@Not James Stockdale
hey how about u try to explain your thesis in the context of:
Yom Kippur 1972
Sino-Vietnam War 1979
Iran-Iraq War
Gulf War I 1991
Operation Iraq Freedom
Donbass 2014
Can you explain to me how those wars (the last times when anything close to symmetrical were fought) didn't have front lines and had armies wondering the countryside instead?
You obviously don't understand the OP. We are talking about modern, symmetrical war. The two wars you listed that were symmetrical, Yom Kippur and Iran-Iraq, were not modern. The Yom Kippur War was fought between symmetrical Cold War-era conscript armies, and the Iran-Iraq War was fought between symmetrical World War I-era armies. Obviously, neither of these are modern.
Then you don't understand how big modern armies are, and even if you take out sat/air recon because magical cloaking devices or something you still have to deal with motorized recon/radio intercepts hum/sigint on the homefront etc all of which are much much more effective today than in the past.

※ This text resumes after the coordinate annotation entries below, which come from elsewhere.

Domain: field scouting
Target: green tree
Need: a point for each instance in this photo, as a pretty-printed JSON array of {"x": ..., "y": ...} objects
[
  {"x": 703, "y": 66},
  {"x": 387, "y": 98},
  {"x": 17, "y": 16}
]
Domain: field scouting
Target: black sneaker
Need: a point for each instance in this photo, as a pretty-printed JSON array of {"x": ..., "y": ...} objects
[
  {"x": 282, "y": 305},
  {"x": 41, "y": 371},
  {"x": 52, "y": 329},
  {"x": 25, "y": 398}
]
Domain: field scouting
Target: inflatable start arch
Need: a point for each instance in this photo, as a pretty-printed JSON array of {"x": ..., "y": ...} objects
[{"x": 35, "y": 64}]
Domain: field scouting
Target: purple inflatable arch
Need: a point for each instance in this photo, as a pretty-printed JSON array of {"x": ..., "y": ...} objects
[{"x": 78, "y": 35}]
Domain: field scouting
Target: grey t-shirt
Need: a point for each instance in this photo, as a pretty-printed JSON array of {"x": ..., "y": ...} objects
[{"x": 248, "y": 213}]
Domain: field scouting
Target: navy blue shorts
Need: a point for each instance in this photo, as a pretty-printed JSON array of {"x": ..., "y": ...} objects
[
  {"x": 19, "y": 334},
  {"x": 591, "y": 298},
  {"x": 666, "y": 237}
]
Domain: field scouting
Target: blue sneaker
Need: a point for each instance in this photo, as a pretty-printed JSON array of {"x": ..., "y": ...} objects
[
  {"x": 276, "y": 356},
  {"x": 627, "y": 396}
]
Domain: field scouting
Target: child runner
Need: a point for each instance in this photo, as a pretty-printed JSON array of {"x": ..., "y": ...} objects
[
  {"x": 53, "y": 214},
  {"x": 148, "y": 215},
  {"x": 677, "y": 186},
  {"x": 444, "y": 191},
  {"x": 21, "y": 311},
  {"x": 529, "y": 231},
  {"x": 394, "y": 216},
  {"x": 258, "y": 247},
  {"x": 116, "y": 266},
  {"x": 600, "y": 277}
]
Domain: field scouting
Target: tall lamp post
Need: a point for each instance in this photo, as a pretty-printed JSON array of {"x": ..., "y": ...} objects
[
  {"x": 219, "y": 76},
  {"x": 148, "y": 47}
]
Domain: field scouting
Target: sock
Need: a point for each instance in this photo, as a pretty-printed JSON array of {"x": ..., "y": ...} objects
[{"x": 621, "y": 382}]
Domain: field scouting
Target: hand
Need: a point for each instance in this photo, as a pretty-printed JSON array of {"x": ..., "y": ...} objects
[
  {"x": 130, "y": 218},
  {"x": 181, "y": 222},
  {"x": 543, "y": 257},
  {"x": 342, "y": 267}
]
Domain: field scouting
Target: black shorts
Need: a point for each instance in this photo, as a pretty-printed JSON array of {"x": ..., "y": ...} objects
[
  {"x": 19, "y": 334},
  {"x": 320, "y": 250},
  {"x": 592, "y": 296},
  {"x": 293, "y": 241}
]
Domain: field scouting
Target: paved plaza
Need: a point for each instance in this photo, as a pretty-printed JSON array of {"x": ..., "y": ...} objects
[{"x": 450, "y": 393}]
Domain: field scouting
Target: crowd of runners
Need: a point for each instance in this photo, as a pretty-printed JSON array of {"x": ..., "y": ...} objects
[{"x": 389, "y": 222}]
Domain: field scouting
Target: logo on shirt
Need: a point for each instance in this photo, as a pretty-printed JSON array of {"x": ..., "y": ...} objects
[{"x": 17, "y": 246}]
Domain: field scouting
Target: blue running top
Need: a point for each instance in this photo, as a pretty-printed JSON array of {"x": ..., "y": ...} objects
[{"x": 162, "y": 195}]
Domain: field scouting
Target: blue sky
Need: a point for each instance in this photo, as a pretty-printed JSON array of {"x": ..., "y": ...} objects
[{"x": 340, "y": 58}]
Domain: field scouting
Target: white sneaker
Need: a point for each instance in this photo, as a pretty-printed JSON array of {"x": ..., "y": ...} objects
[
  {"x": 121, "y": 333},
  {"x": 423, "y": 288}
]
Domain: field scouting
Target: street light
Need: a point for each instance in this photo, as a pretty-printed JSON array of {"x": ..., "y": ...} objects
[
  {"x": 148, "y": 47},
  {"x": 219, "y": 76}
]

Technology have gotten better at finding armies, the terrain havn't gotten better at hiding them
what this translates into is your tanks have no fuel good luck fight a war with that
Let's talk about Serbia in 1999. Despite deploying a thousand combat aircraft and flying 38,000 combat sorties, NATO warplanes found and attacked Serbia military vehicles and artillery only two thousand times. NATO claimed to have destroyed about a thousand vehicles and artillery pieces, but later Serbian and third-party reports put that number at fewer than fifty. NATO also initially claimed to have killed more than 5,000 Yugoslavian soldiers and wounded 10,000 more, but quickly revised their numbers down to 1,200 killed, close to the Serbian claims of 956 soldiers and policemen killed. Throughout the air campaign, the only thing that impaired the capabilities of the Serbian army was the continued bombing of road bridges and railway infrastructure; those strikes began later in the campaign as it became apparent to NATO that continued airstrikes against Serbian ground forces were ineffective. Furthermore, despite 78 days of continuous airstrikes, NATO never fully destroyed the Serbians' integrated air defense system and never operated with the kind of impunity they had over Iraq or Afghanistan.
The takeaway here is that air power is, first, simply bad at finding enemy forces on the ground (look at the SCUD hunts in the Gulf War if you want), and, second, has a hard time actually interfering with the aforementioned ground forces if they do find them.
This doesn't matter because geography hasn't gotten larger, French population is bigger, it's not ratio of army to population that matters it's ratio of army to geographic size.
You were the one talking about the ratio of population to army size and saying that was what mattered. Even if we did want to talk about geography, the French Army's two divisions and six combat brigades would have difficulty covering more than forty miles of front. The rule of thumb is that a division is capable of covering - not attacking or defending, but simply covering and surveilling - about twenty miles of front. In an attack, a combat division could be compressed to cover as little as four miles of front before front-line units start becoming too laterally compressed to operate under harassing artillery fire. The French border along the Rhine is a hundred miles long, plus another hundred miles to Luxembourg. There is no way that two combat divisions could completely cover this distance, and they'd be too spread out to counter a concerted enemy attack if they did attempt to do so while leaving the rest of the country entirely unprotected.
Also that's because an actual war fought on French territory is non-existent
We have historical records of two thousand years of warfare on French soil, from Julius Caesar's conquest through the Hunnic and Frankish invasions to the war with England up until three disastrous wars with Prussia. In only one of those wars, WWI, were the French able to cover the full extent of their contested frontiers.
in WWI the French army called up 8.3 million men on a population base of 40 million: an actual levee en masse type war in which a nation-state's core territories are threatened is going to result in armies much larger than current French forces as porportion of total population
Why did the French have to maintain 1.3 million men under arms in 1914? Was it because they wanted to, like Kaiser Wilhelm II wanted to have a navy, or was it because they had to, because there was no way they could call up, train, and equip as many soldiers as they needed before the Germans made it to Paris? Right now, the US Army needs six months to train raw recruits for the infantry. More specialized fields often take longer. After those first six months, combat units may require another six months of training to become combat-capable. While that year of training is going on, your country's factories are going to need to be gearing up for production. However, this is where costs begin to become a problem. While it was possible to equip 8.3 million soldiers over 4 years with a helmet, uniform, rifle, and ammunition, shortages of heavy weapons were almost constant. The increased expense of modern weapons systems would magnify that problem to such an extent that fielding an army of more than a million would be extremely difficult for a modern nation like France, Germany, or the UK.
See the state of Israel for a good example
Israel is a terrible example of what we're talking about. They have a conscript army (second-rate at best, but they only seem good because their enemies are fourth-rate armies) and large numbers of moderately trained reserves. Except for equipment, there is little difference between the Israeli army and any of your standard WWII European armies. They simply do not have the small, professional forces that we are looking at in this thread.